The station programmers I've talked with who've tried a progressive or centrist talker for an hour or two, only to get angry responses from dittoheads, think this means only extreme-right-wing talkers (and, ideally, convicted felons or those who "declare war on liberals") will make money for their station. And, because they've already carved out the hard-right-Republican-talk niche and alienated the progressive/Democrat niche, they're right.
But for stations who want to get into talk in a market already dominated by right-wing talkers on competing stations, the irrefutable evidence of national elections and polls shows that believing only right-wingers will bring listeners (and advertisers) is a mistake. All they need do is what anybody with music programming experience would recommend: identify their niche and stick with it. (Cynics say stations won't program Democrats because owners and management are all "rich Republicans": to this, I say they should listen to some of the music being profitably produced and programmed by America's largest publishing and broadcasting corporations. Profits, for better or worse, are relatively opinion-free.)
By running Democratic/progressive-talk in a programming day free of right-wing talkers, stations will open up a new niche and ride it to success. This is a particularly huge opportunity for music stations who look with envy at the success of talk stations in their market, but haven't been willing to jump in because all the best right-wing talkers are already on the competition: all they need do is put on progressive talkers, and they'll open a new, unserved, and profitable niche.
And, with right-wing ideologues now in charge of our government, the time has never been better: as Rush showed during the Clinton years (the peak of his success), "issues" talk thrives best in an underdog environment. It's in the American psyche to give a fair listen to people challenging the party in power.
Those stations that take the plunge into progressive talk will serve democracy by offering a loyal opposition (which Americans always appreciate), and earn healthy revenues in an industry where it's increasingly difficult to find a profitable niche. And whichever network is first to realize this simple reality and provide stations with solid progressive or Democrat talk programming will build a strong, viable, and financially healthy business.

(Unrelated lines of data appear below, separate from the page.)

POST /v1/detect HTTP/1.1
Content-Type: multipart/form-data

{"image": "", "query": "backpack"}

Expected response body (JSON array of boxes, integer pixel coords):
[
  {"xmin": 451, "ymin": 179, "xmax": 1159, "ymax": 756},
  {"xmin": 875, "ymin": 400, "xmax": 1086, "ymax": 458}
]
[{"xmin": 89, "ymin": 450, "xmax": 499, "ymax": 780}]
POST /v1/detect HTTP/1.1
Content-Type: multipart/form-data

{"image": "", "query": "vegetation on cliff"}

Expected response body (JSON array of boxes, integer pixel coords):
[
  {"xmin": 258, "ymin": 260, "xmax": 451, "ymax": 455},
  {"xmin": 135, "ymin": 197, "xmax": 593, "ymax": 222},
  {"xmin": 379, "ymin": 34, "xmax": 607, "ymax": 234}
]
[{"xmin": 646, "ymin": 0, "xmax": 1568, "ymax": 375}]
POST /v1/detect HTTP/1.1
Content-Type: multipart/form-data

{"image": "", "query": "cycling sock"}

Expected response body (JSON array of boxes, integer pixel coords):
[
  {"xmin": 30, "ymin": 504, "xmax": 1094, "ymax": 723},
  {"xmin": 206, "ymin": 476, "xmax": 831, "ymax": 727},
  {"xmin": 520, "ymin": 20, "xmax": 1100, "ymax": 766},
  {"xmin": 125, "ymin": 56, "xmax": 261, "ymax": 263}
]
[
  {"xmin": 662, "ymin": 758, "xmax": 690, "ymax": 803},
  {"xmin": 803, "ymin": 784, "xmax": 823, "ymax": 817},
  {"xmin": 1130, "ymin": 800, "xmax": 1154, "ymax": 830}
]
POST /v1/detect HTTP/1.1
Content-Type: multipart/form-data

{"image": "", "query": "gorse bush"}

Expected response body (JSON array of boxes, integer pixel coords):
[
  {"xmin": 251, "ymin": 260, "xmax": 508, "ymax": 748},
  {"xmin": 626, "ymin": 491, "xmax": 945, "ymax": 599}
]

If you're in the business, consider seriously this advice from an old radio station programmer. And if you listen to radio, call your local stations (both talk and music) to let them know that you want to hear progressive or Democrat voices, and will even patronize the advertisers of such shows when they run them.
It's time to revitalize democracy and rational political discourse by returning balance to our nation's airwaves, and the profits to be made in this huge unfilled niche may be just the catalyst to bring it about.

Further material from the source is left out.